Leur approche à deux volets consiste à modifier le médicament chimiothérapeutique témozolomide et à créer un implant inoffensif à insérer dans le cerveau. Le médicament modifié et l’implant finissent par travailler ensemble sur le site de la tumeur pour devenir essentiellement une mini usine de fabrication de médicaments.

Ils peaufinent le médicament pour qu’il soit inactif lorsqu’il est administré au patient. Ils lui donnent essentiellement un « masque », ce qui signifie qu’il peut voyager dans le corps sans causer de dommages indésirables aux cellules saines en croissance qu’il rencontre.

C’est jusqu’à ce que le médicament atteigne l’implant : de minuscules billes faites de palladium métallique. Ceux-ci seraient placés à l’intérieur du cerveau autour de la zone où la tumeur a été retirée pendant la chirurgie. Lorsque le médicament rencontre le métal, il est activé à l’endroit idéal pour potentiellement tuer toutes les cellules cancéreuses qui pourraient rester dans le cerveau.

Pour en savoir plus, nous avons rendu visite à l’équipe à Edimbourg. Regardez la vidéo ci-dessous pour voir ce qu’ils ont fait.

Au-delà des cerveaux

En créant une attaque localisée, les scientifiques espèrent que les effets secondaires de la chimiothérapie seront considérablement réduits. Cela signifie que plus de chimiothérapie pourrait être administrée, et j’espère que cela pourrait signifier une vie plus longue pour le patient.

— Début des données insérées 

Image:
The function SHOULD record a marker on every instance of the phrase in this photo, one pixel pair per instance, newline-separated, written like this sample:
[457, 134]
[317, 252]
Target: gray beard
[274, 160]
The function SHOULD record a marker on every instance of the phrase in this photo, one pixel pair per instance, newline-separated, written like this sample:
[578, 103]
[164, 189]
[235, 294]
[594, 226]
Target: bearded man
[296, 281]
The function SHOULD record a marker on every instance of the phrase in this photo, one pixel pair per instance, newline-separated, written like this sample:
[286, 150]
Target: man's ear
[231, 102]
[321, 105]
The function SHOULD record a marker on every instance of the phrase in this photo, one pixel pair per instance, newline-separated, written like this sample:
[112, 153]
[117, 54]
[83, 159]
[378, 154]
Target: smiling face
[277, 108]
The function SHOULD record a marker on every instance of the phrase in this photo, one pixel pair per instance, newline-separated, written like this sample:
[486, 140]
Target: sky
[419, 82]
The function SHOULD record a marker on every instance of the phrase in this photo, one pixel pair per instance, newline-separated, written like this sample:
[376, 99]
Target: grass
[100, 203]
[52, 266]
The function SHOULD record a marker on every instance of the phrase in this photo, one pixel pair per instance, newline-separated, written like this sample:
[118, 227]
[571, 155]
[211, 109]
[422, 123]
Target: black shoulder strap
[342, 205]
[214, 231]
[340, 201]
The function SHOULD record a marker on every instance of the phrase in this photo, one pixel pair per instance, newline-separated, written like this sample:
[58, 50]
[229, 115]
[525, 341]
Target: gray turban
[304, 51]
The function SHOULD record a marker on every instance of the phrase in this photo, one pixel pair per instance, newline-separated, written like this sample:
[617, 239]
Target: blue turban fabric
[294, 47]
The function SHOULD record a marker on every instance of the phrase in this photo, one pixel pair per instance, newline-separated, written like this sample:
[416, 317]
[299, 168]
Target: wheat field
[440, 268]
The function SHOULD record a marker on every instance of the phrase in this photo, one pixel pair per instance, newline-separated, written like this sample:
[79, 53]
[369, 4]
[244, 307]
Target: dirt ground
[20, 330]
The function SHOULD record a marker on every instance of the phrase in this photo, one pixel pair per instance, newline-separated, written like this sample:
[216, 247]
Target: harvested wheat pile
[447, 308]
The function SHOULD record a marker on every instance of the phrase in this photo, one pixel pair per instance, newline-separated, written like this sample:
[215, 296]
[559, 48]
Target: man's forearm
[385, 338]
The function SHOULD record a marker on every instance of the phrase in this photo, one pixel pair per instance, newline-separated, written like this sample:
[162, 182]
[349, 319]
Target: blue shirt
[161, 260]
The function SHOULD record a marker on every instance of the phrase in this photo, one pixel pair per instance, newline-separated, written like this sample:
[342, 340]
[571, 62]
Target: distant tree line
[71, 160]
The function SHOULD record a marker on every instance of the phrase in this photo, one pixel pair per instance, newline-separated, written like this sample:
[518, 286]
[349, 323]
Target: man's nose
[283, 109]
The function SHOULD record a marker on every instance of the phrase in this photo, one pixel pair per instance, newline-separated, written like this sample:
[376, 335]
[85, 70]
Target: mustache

Ce n’est que le début et cette approche est encore en cours de développement en laboratoire, il pourrait donc s’écouler un certain temps avant d’atteindre les patients. Mais les résultats obtenus jusqu’à présent sur les cellules cancéreuses dans les boîtes de Pétri sont encourageants, et les scientifiques visent désormais plus loin que les tumeurs cérébrales. Les implants radioactifs sont parfois utilisés pour le cancer de la prostate, par exemple, ils ont donc déjà commencé des recherches sur des souris pour explorer également son potentiel pour cette maladie.

Bien qu’il reste encore beaucoup à faire, j’espère qu’un jour cette idée brillante deviendra quelque chose de significatif pour les patients.